Calling all humans. AI—and especially generative AI (GenAI)—is taking on more activities formerly in the human domain, like creating new content. But there are still lots of things it can’t do, like imagine new business models or recognize abstract concepts such as humor or irony.

As AI takes hold, creativity and critical thinking skills will become increasingly valuable because these are things only a human can bring to the table. Uniquely human traits like emotional intelligence, cross-cultural awareness, curiosity, critical thinking, and persistence can and should be taught and cultivated, as opposed to expecting these qualities to develop on their own, as if by magic.

Reevaluate what makes humans human in “The Human Factor in an AI Future”.

Emotion commotion. Meanwhile, a phenomenon called “affective computing” uses machine learning to teach computers how to understand and project human emotions based on input from gestures, facial expressions, text, and tone of voice. This is important for businesses that want to use AI to engage people, as humans are known to respond to emotionally resonant experiences.

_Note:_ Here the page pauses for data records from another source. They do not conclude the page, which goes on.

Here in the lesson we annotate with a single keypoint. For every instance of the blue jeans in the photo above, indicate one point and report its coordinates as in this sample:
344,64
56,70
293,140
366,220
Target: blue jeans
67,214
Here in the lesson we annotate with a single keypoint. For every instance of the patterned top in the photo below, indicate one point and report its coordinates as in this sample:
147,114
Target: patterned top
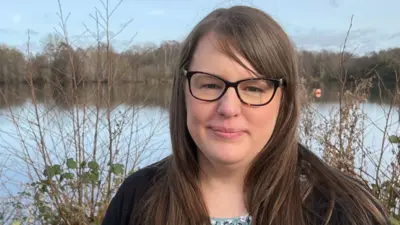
241,220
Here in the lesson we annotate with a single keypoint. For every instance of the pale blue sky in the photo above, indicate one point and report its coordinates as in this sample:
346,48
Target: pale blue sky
312,24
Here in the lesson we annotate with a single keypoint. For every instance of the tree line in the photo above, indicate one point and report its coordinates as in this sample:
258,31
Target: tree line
60,62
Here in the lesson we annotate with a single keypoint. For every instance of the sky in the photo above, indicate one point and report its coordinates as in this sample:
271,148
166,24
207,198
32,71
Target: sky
311,24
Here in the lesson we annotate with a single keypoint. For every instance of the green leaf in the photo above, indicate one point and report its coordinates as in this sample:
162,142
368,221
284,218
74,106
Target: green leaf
68,176
16,222
117,168
394,139
394,221
93,165
71,164
51,171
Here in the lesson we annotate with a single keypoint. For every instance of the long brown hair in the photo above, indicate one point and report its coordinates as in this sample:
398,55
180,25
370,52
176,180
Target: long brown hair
286,184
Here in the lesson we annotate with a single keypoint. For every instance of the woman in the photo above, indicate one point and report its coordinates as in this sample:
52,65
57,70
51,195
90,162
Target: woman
234,118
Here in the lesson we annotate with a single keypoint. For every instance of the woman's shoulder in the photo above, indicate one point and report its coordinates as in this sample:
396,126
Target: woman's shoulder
130,192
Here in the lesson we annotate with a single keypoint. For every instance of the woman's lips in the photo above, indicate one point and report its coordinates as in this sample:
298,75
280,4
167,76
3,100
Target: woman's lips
226,132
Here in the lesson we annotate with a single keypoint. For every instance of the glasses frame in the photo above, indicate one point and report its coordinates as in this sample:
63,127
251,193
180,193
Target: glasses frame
276,82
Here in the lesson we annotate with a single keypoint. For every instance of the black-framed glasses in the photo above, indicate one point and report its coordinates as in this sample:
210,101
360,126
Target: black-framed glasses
253,91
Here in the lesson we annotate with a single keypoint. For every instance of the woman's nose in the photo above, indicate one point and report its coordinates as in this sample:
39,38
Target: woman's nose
229,105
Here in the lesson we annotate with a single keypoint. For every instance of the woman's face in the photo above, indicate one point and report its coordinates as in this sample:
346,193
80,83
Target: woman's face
226,131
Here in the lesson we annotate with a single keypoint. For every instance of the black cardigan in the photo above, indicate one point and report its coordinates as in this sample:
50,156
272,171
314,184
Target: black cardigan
135,186
129,194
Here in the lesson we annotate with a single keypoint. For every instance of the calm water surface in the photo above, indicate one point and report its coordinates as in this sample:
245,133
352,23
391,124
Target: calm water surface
139,125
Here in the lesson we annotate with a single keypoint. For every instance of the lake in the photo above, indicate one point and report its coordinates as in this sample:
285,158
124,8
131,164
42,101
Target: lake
134,118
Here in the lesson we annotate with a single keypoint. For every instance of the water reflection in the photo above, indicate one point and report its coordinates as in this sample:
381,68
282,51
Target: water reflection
102,95
87,94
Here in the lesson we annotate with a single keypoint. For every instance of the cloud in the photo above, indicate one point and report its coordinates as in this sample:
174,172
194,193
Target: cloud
334,3
156,12
16,18
395,35
11,31
315,38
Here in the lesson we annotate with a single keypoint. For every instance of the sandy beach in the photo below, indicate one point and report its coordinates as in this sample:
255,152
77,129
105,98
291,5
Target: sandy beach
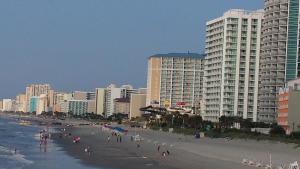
185,151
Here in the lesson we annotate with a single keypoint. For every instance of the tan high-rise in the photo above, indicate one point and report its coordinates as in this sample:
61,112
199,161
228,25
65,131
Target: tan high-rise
35,90
175,78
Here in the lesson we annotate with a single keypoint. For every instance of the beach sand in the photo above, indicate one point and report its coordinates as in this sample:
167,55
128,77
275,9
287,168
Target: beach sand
185,151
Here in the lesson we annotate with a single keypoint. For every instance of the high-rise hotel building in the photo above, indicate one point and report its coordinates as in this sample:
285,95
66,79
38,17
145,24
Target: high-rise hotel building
232,62
279,53
175,78
35,90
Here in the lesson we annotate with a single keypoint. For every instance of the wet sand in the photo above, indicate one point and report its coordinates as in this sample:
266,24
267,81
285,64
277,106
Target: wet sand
185,152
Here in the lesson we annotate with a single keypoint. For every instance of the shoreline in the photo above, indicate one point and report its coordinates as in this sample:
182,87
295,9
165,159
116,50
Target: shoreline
185,151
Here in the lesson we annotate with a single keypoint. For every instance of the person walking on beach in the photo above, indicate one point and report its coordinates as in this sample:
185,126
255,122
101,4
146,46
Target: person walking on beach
131,138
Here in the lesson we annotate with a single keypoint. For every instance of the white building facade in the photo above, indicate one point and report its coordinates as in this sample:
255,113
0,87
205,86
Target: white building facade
175,78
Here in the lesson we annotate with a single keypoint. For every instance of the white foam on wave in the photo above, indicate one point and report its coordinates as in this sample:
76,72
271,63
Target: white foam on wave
8,154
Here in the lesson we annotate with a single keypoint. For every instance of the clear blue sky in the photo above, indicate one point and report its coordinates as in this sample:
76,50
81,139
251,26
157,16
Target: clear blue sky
83,44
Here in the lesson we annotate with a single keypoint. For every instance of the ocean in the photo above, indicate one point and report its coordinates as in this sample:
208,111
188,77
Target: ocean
29,155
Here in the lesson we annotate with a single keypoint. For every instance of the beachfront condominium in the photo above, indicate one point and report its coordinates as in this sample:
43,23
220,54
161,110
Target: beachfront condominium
78,107
1,105
35,90
175,78
288,116
112,92
137,101
100,101
279,53
231,66
21,102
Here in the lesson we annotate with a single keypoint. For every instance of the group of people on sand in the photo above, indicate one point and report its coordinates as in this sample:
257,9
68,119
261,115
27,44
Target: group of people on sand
164,153
44,136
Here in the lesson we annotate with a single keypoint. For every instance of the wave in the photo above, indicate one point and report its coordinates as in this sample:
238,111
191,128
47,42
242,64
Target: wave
8,156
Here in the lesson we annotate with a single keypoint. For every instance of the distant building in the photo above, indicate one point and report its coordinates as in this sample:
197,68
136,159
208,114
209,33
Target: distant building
1,105
21,103
78,107
122,105
100,101
7,105
288,106
42,105
35,90
112,93
129,90
61,102
279,60
33,104
137,101
91,106
51,100
232,65
82,95
175,78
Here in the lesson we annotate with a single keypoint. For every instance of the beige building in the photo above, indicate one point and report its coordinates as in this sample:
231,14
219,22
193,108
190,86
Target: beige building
137,101
61,102
35,90
91,106
42,104
122,105
231,72
21,102
175,78
1,105
100,101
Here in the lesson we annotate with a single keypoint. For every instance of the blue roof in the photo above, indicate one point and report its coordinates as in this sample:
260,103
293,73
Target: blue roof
180,55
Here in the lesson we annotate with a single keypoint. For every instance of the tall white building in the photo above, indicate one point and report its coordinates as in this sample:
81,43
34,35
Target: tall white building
35,90
280,54
175,78
112,93
100,101
8,105
232,63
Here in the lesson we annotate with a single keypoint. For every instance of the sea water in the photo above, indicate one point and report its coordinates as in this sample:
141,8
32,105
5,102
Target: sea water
29,154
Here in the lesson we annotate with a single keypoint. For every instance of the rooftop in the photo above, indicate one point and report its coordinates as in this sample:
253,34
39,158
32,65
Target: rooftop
180,55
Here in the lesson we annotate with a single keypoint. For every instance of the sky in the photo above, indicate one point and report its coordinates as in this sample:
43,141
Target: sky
84,44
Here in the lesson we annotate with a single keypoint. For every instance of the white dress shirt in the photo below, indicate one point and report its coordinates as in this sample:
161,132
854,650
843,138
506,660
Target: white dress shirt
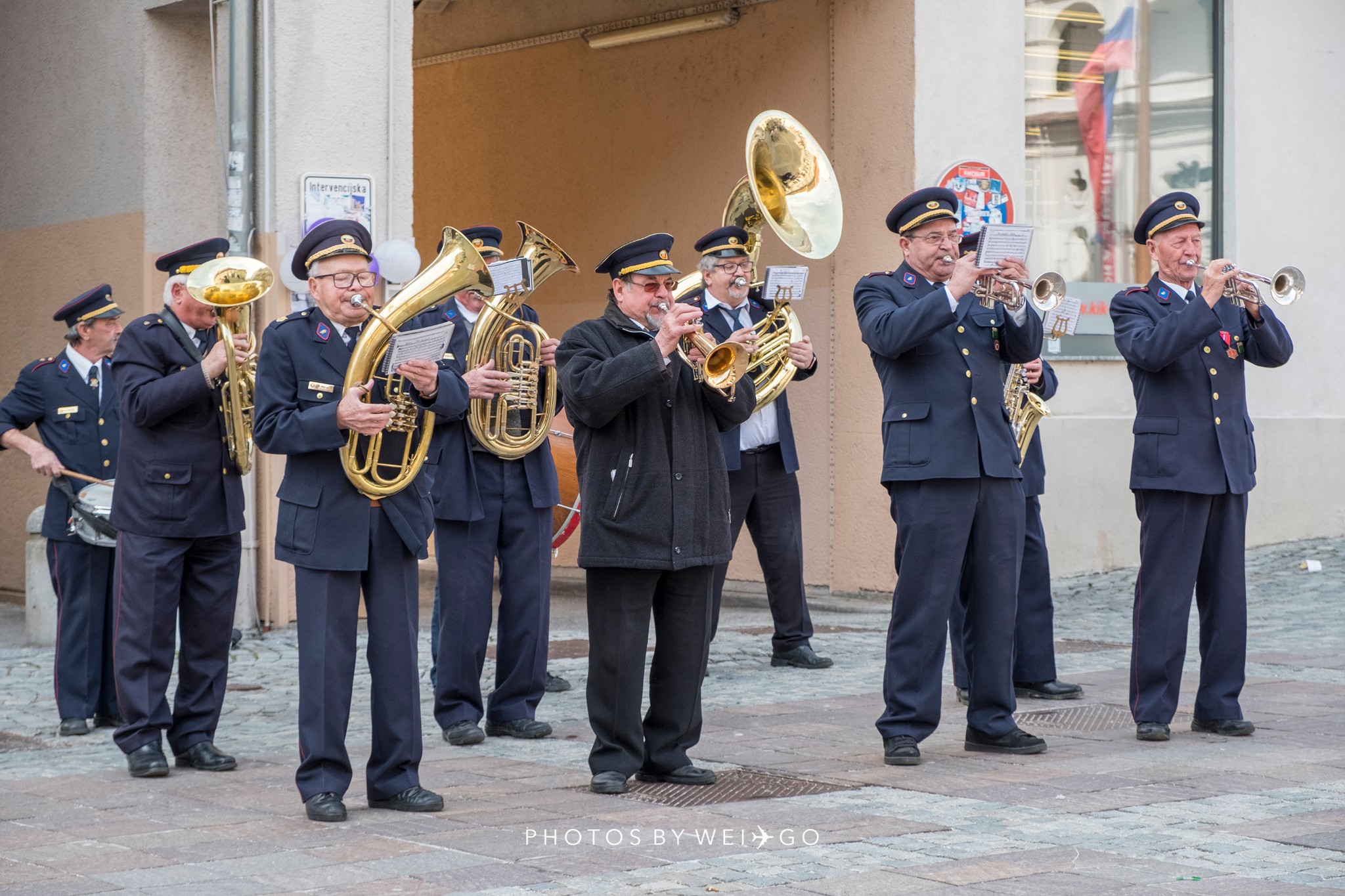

Sensitivity to ethical considerations is key. For instance, the privacy implications of detecting employee frustration with a process or task are very different from the concerns raised when monitoring consumer mood changes in a retail setting.

Read about computerized emotional awareness and how to use this superpower in “Empathy: The Killer App for AI”.

AI, behave yourself!

Warning: bias ahead. Most business leaders know by now that AI tools can unwittingly introduce bias into processes. And when they do, suffering ensues, both for people harmed by bad decisions and for companies whose reputations crater when these decisions become known.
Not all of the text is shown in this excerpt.